KI: Beim Anlegen ist Vorsicht geboten

Geht es um die Auswirkungen neuer Technologien wie künstliche Intelligenz (KI) auf Anlagestrategien, sieht man bei BNP Paribas die Chancen, die sich bieten. «Wir versuchen, von langfristigen Technologiewechseln zu profitieren, beispielsweise durch das Wachstum von KI-bezogenen Datenzentren und den daraus resultierenden Anstieg des Stromverbrauchs. Eine der besten Möglichkeiten, in dieses Thema zu investieren, ist das Wachstum der US-Energieinfrastruktur, insbesondere durch Investitionen in die Stromnetzinfrastruktur, da das Übertragungsnetz ausgebaut wird, um diesem Nachfragewachstum gerecht zu werden», fasst Shing zusammen. Dennoch verfolgt man einen bedachten Ansatz bei der Einführung von KI, Fintech und digitalen Lösungen. «Während sich die Aufregung um generative KI und Chat-GPT-ähnliche Chatbots dreht, sehen wir viel Potenzial in klassischeren KI-Anwendungen in spezifischen Bereichen und erproben derzeit eine Reihe von KI-bezogenen Projekten, sowohl bei BNP Paribas im Allgemeinen als auch speziell im Bereich Wealth-Management.»

 

Die Schweiz, ein eigener Markt

Geht es spezifisch um die Schweiz, sieht Shing einen starken Fokus auf Währungen, basierend auf einem langjährigen Aufwertungstrend des Schweizer Franken, der die Performance von in Fremdwährung gehandelten Anlagen gemindert hat. «Darüber hinaus sehen wir eine grössere Akzeptanz bestimmter Anlageklassen wie physisches Gold in der Schweiz, das als diversifizierendes Asset in einem Multi-Asset-Portfolio weniger geschätzt wird», meint er. «In wichtigen Inlandsmärkten wie Frankreich, Belgien und Italien können wir auf unsere umfangreiche Präsenz im Privatkundengeschäft zurückgreifen; dies ist ein Geschäftsvorteil, den wir in der Schweiz nicht haben, was uns dazu zwingt, einen etwas anderen Ansatz zu verfolgen.»

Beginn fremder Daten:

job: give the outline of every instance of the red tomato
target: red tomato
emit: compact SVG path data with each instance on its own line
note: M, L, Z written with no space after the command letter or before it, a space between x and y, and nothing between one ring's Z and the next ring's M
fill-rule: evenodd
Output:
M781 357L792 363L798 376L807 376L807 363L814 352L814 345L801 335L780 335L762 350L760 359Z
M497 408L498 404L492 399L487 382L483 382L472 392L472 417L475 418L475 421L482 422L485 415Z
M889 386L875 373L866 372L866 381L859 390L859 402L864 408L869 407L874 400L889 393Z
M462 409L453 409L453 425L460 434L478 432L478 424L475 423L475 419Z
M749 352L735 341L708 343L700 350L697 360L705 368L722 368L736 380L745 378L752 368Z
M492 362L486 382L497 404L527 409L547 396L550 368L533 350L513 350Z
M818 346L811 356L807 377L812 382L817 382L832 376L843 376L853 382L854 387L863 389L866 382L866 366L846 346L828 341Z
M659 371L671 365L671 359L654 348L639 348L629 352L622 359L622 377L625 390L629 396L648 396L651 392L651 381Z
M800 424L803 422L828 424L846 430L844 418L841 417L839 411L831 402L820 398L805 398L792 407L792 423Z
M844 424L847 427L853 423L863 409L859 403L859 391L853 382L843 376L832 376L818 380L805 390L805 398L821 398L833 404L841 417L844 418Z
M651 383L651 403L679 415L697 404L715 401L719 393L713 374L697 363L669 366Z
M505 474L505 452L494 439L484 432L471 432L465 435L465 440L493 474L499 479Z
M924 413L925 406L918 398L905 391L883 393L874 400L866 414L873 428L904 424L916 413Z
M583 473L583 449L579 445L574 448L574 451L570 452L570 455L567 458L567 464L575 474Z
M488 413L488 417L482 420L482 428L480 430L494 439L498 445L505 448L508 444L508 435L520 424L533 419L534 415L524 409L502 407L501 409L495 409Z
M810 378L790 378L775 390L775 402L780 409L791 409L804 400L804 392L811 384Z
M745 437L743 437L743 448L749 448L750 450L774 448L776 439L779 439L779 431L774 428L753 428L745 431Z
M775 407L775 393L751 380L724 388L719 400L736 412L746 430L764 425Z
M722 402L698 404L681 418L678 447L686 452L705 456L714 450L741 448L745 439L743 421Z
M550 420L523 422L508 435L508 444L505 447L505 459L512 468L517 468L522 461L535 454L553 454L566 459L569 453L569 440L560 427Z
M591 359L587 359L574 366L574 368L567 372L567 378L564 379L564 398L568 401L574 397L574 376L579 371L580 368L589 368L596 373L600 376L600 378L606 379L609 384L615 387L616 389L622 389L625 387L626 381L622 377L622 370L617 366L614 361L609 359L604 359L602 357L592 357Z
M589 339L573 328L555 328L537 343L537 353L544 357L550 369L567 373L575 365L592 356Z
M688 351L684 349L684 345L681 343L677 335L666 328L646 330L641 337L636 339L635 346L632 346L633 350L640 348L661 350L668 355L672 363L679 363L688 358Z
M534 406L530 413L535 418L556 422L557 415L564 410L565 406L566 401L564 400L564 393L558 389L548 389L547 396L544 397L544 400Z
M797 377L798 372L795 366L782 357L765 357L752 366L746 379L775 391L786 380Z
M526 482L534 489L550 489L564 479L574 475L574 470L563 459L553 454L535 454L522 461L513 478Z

Daher passt sich BNP Paribas den spezifischen Anforderungen des Schweizer Marktes flexibel an, wobei es auf die besonderen Gegebenheiten wie Währungsbewegungen, Präferenz für bestimmte Anlageklassen und Zielgruppe reagiert. Dazu Shing abschliessend: «Wir haben eine sehr breite Palette von Kunden – von wohlhabenden Privatpersonen bis hin zu ultrawohlhabenden Personen und Family Offices. Daher bieten wir ein sehr breites Spektrum an Lösungen an, von den einfachsten und liquidesten Anlagelösungen bis hin zu hoch spezialisierten, weniger liquiden und anspruchsvollen Lösungen. Entscheidend ist, geeignete Beratung und Lösungen zu angemessenen Kosten entsprechend dem Profil des Kunden anzubieten, da in dieser Branche eine One-size-fits-all-Strategie nicht funktioniert.»